The problem is getting there.
When it comes to church community the buzzword we tend to use–missional communities–has meaning that both provides some clues for both identity of community and direction on how to achieve it.
The thing with missional communities is that one (or both) of two things are core to its existence. A group of people, say between 20-120, are united and invested in: one particular neighborhood, and/or a network of relationships.
If you don’t strongly participate in either you lack the very foundation of developing and replicating community. Missional communities are incarnate expressions of the church lived out in community. You can hardly accomplish this in a small group that meets twice a month or by going to church once a week (and no, increasing attendance isn’t the solution either). It also rarely happens when operating alone (I would say ‘never happens’ but that’s probably not a rule).

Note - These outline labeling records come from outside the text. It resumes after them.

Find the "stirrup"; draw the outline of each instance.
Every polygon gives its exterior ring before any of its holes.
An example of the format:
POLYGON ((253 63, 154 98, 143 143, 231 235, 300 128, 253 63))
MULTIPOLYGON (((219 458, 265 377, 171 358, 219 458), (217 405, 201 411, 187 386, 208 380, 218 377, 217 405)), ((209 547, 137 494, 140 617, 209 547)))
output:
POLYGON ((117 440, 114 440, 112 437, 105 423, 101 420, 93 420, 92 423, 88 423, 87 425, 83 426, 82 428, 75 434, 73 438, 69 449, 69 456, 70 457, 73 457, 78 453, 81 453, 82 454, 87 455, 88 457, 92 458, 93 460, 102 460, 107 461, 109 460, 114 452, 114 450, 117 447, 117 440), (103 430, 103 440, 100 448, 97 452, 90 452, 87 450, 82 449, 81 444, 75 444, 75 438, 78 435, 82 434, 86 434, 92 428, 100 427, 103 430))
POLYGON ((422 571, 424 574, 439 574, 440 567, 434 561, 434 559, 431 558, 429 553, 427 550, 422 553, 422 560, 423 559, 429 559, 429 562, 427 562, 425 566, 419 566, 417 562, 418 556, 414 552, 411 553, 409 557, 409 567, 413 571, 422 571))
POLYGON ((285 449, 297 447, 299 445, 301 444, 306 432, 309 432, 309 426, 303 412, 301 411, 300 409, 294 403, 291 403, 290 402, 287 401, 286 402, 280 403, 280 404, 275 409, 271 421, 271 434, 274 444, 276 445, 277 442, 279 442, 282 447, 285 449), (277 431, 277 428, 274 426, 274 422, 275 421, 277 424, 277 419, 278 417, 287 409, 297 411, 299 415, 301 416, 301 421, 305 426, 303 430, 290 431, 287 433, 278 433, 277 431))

This accentuates the importance of proximity. How would our communities as a whole, and our church communities specifically, be impacted if members sought to immerse within a specific geographic area while living in that area? Ideally the existence of Calgary Church is predicated on the notion that many small churches will crop up in neighborhoods across this city. In the meantime the realities are that many operate alone throughout the city.
But proximity takes a backseat to what–or more specifically who–we pursue.
Most are trying to figure out the importance of adjusting towards God’s plan to rescue and redeem creation, learning how that plays out beyond themselves. This pursuit brings up an important question: how are you adjusting your life in pursuit of a community that pursues Jesus?
Where and to whom are you investing your life? Who do you share deep relationships with? What activity do you have in your neighborhood for your neighborhood? What choices are you making to make a desire for community a reality?
The answer in the least includes love. How are you loving God, how are you loving those in your church, and how are you loving others? It just so happens proximity/deeper relationships with others on the same pursuit are crucial and necessary components to this equation.